Domain-limited optimization

There are multiple different ways to measure the strength of an optimizing system. One of these may be called the “domain” of optimization. An optimizing system may optimize only along some lower-dimensional subset of the state space. This can hold true even if the optimization is, by the other measures, arbitrarily strong.

At Dovetail we have the hypothesis that very powerful optimizers can be safely built by building them as domain-limited optimizers. We speculate that systems theory can be used to properly define and understand this type of optimization.

Since domain-limited optimization is very powerful within its domain, it can be very useful without being nearly as dangerous as unbounded optimization. If we knew how to construct optimizers limited in this way, then society could reap much of the benefits of AI while not incurring existential risks.

Analogy with energy

Physical energy is a measure of how much a system’s state could potentially change, if the energy is released in a particular way.

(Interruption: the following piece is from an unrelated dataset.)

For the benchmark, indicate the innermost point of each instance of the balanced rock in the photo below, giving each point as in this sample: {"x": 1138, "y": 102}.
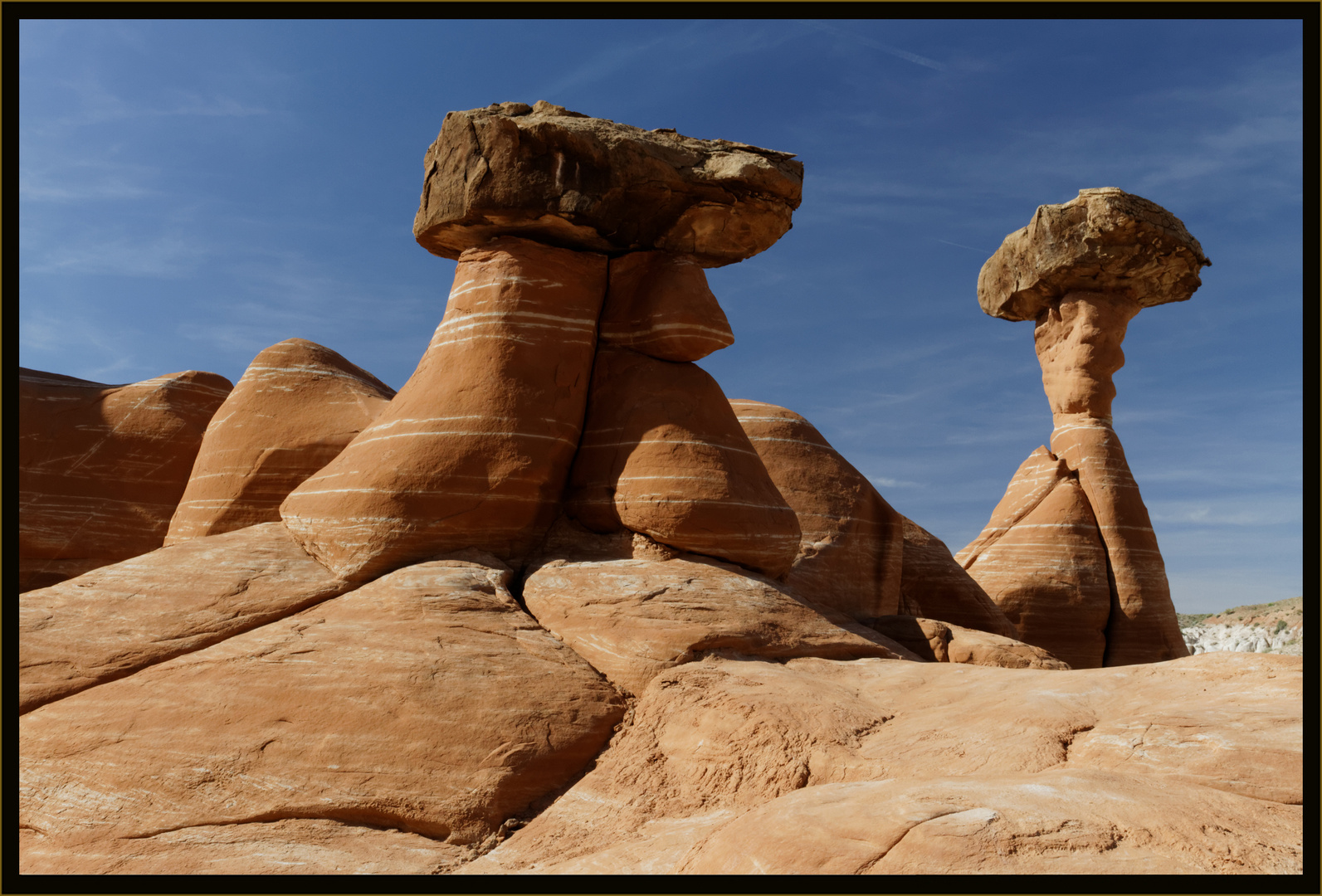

Huge amount of energy are therefore in some sense quite dangerous! But humanity has figured out how to reliably harness, store, and distribute awe-inspiring quantities of energy. We know how to build systems in which the energy has a constrained domain. For example, electricity stays within wires. Even though the energy going through the wires could, in some counterfactual sense, cause damage if it went far outside the wires, we understand the system’s physics well enough to know that it’s not the kind of system where that could happen.

We believe there may be an analogy with optimization. We believe that optimizing systems could be understood well enough that, even if they apply optimization power at levels that would be dangerous if they were applied in arbitrary domains, we can know they are not the kind of system where that counterfactual could happen.

Metastability

In some systems, there may be optimization processes that are temporarily domain-limited via metastability. Metastability is not very well understood, but its timescales are often super-exponential.